Asset sale at a discount to not attract capital gains tax
June, 23rd 2008

In a ruling that will help corporates planning to transfer capital assets to other companies at a cost price less than the market price, the Mumbai tax tribunal has held that tax cannot be levied on the capital gains that never accrued. The tribunal ruled against the income tax departments order that considered the difference between the transaction value and the prevailing market price as capital gains and levied tax on it.

This particular case involved shares transaction among two group companies of Essel at the cost price. The Mumbai Income Tax Appellate Tribunal (ITAT) held that the difference between the cost price and the prevailing market price cannot be construed as capital gains, if the shares were transferred at the cost price. In this case, the appellant is an investment company Rupee Finance & Management.

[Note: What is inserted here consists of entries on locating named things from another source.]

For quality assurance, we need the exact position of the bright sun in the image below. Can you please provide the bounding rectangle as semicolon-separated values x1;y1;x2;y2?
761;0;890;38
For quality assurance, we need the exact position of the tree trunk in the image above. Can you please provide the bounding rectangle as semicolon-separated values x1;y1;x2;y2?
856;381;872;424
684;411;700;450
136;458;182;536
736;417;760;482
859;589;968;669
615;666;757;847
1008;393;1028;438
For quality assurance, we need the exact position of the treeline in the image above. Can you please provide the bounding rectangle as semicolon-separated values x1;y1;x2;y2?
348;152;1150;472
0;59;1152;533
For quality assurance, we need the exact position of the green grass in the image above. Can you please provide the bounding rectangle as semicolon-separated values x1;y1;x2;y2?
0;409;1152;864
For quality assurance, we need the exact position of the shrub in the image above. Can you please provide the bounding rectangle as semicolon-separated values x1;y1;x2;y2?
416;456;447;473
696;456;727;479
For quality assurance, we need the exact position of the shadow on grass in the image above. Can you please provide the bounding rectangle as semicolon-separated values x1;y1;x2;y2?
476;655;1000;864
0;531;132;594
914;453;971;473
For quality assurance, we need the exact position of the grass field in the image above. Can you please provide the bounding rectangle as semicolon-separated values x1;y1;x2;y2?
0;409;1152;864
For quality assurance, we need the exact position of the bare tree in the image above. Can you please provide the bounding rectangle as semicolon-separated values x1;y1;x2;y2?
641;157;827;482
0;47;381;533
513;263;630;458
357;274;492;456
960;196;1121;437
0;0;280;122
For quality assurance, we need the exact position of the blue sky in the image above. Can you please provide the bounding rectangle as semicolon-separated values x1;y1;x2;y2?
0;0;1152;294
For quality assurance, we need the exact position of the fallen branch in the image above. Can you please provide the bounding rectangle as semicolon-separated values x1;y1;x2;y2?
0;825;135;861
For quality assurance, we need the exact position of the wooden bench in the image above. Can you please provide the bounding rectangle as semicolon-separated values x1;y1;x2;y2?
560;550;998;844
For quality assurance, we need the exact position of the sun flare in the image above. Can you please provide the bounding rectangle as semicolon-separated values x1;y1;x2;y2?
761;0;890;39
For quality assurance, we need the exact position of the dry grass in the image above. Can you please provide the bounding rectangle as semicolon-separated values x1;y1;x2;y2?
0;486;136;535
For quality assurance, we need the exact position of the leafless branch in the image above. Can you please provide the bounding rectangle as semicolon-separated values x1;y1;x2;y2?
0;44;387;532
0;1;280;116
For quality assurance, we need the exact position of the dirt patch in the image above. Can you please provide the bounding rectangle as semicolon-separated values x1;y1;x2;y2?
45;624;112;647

Under an MOU between the group companies, shares of a group company were transferred to another group company at a cost price. The cost price was less than the market price. The I-T department disregarded the transfer price and levied capital gains tax on the difference between market price and the cost price of shares. ITAT held that capital gains that never accrued in reality to a tax payer cannot be brought under capital gains tax. For computing capital gains, the transfer price of the capital asset is what the transferor actually receives for the assets that he transfers and it cannot include prevailing market price of asset which was never received by the taxpayer.

The tribunal observed that capital gain is to be computed as the difference between full value of consideration received or accruing as the result of the transfer of capital asset and not the fair value of capital asset so transferred.

The decision is significant as it will have a bearing on companies who for various reasons, transfer capital assets within the group companies at the cost price and not necessarily at the market price. For real estate, there are statutory provisions in the I-T Act in section 50C to regard the stamp duty value of the property as full value of consideration for computing capital gains unless the actual transfer value is more than such value.

This is an important ruling. So long as the transaction is bonafide and not a colourable device for tax avoidance, it would be only fair for the tax authorities not to dispute such transaction value to bring the difference between the cost price and market price to capital gains taxation, said Sanjay Sanghvi, tax director at law firm Khaitan & Co said.